In this often funny and sometimes heartbreaking conversation, these parents who still advocate for their children today, share their experiences and help model ways to respond to the current system.
The Willowbrook parent advocates were interviewed by Diane Buglioli (Office for People with Developmental Disabilities/OPWDD, community advocate, and co-founder of A Very Special Place, Inc.). They were:
Willie Mae Goodman
Following the group interview are commentaries from parent-advocates Meri Krassner, Kathleen Nowak, and Judy O’Rourke, self-advocate Eric Goldberg, and special guests Dr. Bill Bronston and Dr. Michael Wilkins.
Willowbrook Legacy Project Co-Chair Dr. Catherine Lavender (Department of History, CSI/CUNY) will host the March 8 event, and members of the Willowbrook Legacy Project Committee, Buglioli and Dr. David Goode (Professor Emeritus in Sociology at CSI/CUNY), will be answering audience questions via Zoom’s Q&A function throughout the program.
Participation in this event will provide preparation for a number of forthcoming Year of Willowbrook events in the coming months, including:
The 2022 Annual Willowbrook Memorial Lecture, Beyond Willowbrook, featuring Ronnie Cohn, scheduled for April 6, and a Parents’ Summit in November 2022
For more information about The Year of Willowbrook visit their Website.
Willowbrook State School was the largest institution in the world in which people with disabilities were locked away from society. In 1938, the New York State Legislature had authorized the building of a school for what they then termed “mental defectives.” The Willowbrook site was selected and the buildings erected in the early 1940s. However, when the U.S. entered the Second World War, the site was turned over to the military for use as a hospital and prisoner-of-war camp, Halloran Hospital, and operated in that capacity until 1951. As Halloran Hospital was closing down, the property returned to its original intended purpose as the Willowbrook State School. It opened in 1947, intended to serve as a model of treatment for persons with intellectual and other disabilities.
When it opened, Willowbrook attempted to provide better care in an institutional setting than could be provided at home. However, the mere scope and size of the more-than-380-acre Willowbrook State School impaired its ability to provide normal, personalized comfort and care. As conditions worsened, a group of residents’ families and staff urged change. By the 1970s, they invited reporters to share the story more widely. Media coverage and this activism led to a lawsuit resulting in a 1975 Consent Judgement ordering that Willowbrook residents receive humane treatment and adequate clinical and educational services. This also set in motion the eventual closure of Willowbrook in 1987 and began the development of community-based services. Along with the 1975 Education for All Handicapped Children Act, the Willowbrook Judgement helped lead to later key legal protections, including the 1990 Americans with Disabilities Act (ADA).

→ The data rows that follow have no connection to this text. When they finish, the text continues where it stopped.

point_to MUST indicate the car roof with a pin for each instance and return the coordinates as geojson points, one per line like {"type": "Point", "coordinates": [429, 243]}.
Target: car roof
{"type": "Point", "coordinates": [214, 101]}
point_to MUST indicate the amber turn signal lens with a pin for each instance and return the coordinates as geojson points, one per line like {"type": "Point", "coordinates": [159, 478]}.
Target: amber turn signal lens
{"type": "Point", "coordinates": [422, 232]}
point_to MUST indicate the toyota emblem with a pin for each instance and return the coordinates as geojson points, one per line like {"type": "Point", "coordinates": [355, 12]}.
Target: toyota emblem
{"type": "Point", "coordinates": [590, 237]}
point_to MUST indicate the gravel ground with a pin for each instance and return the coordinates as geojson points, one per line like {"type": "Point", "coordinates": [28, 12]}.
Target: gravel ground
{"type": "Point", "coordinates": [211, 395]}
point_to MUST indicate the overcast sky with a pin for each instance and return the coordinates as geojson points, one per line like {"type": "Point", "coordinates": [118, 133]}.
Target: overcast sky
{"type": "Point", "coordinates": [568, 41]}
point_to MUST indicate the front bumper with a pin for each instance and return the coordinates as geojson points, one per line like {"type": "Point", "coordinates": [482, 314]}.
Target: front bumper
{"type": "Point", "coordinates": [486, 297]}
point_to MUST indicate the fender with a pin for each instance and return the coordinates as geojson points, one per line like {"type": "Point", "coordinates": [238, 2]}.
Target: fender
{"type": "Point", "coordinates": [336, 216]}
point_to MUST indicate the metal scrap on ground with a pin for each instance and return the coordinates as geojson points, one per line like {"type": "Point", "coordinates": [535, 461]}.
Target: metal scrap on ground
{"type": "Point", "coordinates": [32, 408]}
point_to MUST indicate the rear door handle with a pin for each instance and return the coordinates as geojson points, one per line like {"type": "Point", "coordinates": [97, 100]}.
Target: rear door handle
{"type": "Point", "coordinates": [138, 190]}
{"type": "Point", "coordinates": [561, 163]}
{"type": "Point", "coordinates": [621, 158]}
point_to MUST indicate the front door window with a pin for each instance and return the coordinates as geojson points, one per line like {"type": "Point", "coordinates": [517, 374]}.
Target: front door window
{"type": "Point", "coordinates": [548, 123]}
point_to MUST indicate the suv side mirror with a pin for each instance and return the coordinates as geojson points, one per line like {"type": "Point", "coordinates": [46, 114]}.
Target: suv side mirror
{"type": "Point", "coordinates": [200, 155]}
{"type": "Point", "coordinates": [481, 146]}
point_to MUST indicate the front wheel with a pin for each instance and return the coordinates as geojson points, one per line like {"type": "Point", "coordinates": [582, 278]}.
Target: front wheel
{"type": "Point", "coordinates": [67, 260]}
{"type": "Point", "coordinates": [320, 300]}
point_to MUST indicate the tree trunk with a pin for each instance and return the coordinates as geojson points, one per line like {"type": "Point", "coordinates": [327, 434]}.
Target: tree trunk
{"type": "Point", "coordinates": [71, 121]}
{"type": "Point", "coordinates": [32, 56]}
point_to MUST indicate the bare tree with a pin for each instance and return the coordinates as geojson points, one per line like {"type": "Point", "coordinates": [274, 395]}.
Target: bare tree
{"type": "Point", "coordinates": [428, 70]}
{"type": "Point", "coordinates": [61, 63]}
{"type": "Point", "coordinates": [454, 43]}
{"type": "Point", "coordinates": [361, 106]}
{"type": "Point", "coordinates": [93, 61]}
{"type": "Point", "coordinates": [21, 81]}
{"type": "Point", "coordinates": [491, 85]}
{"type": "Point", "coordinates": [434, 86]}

In the early 1990s, spurred by a conviction that nothing like the Willowbrook story should ever happen again, the Staten Island Developmental Disabilities Council, the primary advocacy group on Staten Island for persons with disabilities and their families, formed the Willowbrook Property Planning Committee. They began to work on collecting and preserving the history of the Willowbrook State School and to increase the visibility of the stories of those who had once lived and worked in the facility.
In the 2010s, the Staten Island Developmental Disabilities Council partnered with the other stakeholders on the Willowbrook site: the College of Staten Island/CUNY, the Institute for Basic Research (IBR), and the Office for People with Developmental Disabilities (OPWDD) – to establish a memorial walking trail that has become the Willowbrook Mile. The Mile is designed to preserve the site’s history, and to create a visionary presence that commemorates the social justice and deinstitutionalization movement to ensure the rights of all persons to live with dignity and thrive in their communities.